Still deep in his own thoughts, Magnuson-Hart just nodded his
head, aware that her machine could translate gestures too.
“No more time for us, that is,” said Pike.
The visitor made her wings hum, warming her internal body with
that muscular action, preparing for flight. She turned back to Pike.
“Senator, do you remember that dairy farm we toured last week?

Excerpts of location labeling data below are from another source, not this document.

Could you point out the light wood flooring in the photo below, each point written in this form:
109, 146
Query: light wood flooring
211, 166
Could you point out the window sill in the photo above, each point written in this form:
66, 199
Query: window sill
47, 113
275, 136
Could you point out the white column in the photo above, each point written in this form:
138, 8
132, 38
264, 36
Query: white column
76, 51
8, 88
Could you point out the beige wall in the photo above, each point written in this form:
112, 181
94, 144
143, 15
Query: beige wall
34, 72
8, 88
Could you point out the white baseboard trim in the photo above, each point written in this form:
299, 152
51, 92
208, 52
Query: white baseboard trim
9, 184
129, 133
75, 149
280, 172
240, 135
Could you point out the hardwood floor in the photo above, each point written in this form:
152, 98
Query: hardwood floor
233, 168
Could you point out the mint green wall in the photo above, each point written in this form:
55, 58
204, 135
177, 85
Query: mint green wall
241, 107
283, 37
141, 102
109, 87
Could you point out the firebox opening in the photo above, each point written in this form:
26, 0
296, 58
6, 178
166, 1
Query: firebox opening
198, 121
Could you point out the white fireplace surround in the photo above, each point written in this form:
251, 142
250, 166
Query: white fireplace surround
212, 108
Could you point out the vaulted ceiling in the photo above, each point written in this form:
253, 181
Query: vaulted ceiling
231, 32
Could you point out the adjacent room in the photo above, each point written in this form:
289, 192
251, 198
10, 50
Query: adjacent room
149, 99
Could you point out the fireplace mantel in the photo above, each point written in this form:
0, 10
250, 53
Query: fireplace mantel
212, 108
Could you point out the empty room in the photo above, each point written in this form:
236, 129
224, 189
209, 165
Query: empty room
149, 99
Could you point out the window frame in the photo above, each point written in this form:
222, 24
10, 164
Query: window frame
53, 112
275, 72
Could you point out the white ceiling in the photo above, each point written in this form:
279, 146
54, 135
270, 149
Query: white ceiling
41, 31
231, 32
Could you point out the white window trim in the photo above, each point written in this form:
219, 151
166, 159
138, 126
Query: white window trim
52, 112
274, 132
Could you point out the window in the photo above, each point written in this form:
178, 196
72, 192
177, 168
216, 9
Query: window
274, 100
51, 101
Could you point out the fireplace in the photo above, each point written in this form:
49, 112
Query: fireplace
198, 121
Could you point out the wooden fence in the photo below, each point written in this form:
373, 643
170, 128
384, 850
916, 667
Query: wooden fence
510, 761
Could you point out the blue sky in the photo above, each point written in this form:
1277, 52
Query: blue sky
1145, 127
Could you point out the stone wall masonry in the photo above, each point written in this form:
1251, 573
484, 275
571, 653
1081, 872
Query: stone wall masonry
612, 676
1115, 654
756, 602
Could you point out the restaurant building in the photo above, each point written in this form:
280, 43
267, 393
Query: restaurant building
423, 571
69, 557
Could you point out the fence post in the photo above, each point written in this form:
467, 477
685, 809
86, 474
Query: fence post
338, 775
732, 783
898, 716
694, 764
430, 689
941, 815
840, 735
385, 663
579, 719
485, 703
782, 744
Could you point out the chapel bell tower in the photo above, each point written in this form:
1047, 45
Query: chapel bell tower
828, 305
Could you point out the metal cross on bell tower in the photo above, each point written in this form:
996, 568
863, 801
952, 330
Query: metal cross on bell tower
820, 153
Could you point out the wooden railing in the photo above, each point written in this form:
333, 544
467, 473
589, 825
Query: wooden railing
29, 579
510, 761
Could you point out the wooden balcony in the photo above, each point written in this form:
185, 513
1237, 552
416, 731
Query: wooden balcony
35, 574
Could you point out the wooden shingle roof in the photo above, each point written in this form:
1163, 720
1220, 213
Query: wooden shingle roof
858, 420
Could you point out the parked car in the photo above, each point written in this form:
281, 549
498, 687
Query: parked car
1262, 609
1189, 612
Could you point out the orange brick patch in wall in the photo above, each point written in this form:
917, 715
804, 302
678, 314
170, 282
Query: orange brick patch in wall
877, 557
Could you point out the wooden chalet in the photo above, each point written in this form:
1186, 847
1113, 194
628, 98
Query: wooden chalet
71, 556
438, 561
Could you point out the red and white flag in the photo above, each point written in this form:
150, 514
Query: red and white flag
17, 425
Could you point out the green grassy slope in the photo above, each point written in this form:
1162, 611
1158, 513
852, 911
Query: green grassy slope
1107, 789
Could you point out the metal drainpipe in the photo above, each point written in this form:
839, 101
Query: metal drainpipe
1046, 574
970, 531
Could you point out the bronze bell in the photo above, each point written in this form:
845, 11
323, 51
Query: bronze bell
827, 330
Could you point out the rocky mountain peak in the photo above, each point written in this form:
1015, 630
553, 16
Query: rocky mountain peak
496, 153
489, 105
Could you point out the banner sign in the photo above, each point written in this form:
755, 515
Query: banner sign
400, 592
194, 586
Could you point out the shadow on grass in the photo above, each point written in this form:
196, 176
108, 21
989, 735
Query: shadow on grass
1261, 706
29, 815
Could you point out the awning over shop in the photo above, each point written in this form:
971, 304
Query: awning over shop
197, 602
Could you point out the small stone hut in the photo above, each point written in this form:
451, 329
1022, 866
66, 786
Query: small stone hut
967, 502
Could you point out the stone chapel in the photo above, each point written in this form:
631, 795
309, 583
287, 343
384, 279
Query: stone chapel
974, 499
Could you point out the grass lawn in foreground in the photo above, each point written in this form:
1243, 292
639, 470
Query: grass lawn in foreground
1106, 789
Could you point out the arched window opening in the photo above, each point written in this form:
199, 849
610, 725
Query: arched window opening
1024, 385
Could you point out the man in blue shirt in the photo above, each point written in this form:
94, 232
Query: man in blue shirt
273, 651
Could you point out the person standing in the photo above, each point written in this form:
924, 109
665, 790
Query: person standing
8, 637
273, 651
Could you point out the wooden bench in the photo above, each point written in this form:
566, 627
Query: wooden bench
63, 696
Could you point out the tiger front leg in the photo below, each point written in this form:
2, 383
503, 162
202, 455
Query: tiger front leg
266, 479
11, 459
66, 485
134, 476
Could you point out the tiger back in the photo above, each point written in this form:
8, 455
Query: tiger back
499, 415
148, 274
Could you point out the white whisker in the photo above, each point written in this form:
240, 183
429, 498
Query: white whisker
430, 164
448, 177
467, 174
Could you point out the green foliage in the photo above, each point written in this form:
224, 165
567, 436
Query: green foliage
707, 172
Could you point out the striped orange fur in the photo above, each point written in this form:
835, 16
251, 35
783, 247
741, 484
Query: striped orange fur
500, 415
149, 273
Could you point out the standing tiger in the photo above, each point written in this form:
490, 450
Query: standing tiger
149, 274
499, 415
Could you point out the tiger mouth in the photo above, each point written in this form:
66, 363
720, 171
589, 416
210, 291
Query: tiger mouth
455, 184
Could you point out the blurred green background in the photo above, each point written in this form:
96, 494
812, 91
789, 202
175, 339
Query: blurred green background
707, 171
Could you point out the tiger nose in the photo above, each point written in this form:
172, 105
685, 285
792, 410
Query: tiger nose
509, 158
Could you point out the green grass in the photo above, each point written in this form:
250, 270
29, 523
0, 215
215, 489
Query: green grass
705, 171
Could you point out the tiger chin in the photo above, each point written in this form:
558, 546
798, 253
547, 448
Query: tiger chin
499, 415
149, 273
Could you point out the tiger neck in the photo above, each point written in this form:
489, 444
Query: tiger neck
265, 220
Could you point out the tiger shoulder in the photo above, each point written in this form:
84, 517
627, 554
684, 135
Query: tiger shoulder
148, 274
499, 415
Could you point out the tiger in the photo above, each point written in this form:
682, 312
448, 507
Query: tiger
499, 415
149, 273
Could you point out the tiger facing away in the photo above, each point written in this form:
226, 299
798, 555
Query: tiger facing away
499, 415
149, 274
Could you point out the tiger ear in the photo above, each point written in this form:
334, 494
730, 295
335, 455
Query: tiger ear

One did not have to be a geneticist to see that those wretched
creatures you call Holsteins, those dull flabby cattle, must have
once been magnificent wild animals. My assistant tells me that a
cow needs only a half gallon of milk a day to feed her calf, yet she
has to drag around bloated breasts bursting with milk so you can
extract thirty gallons a day. And your breeders are trying for still
higher yields. Believe me, if they had a choice, there are many
citizens of the galaxy who would prefer to see your next loan spent
on restoring those unfortunate animals.”
With that, the banker rose into the air, her wings humming, but
Pike shouted after her:
“Maybe if you’d taken the trouble to research the benefits human
children receive from that milk, you could talk sensibly about it! I
happen to know there isn’t a more nutritious food in the galaxy
than mammalian milk!”
The banker had started rising, but she stopped about three
hundred feet above them in a shaft of sunlight, her wings like
flickering prisms. She called back:
“Yes, milk, milk, milk, that’s all that counts isn’t it Senator? I’ve
heard it said here that your race has been ‘milking’ this planet far
too long!”
Then she rose swiftly, disappearing into the layer of cloud above
them. She was on her way to a rendezvous with a ship that had
been waiting for several hours. The Senator and the scientist stood
looking at each other, until Magnuson-Hart finally spoke.
“Well Russ,” he said, “do we still want the money?”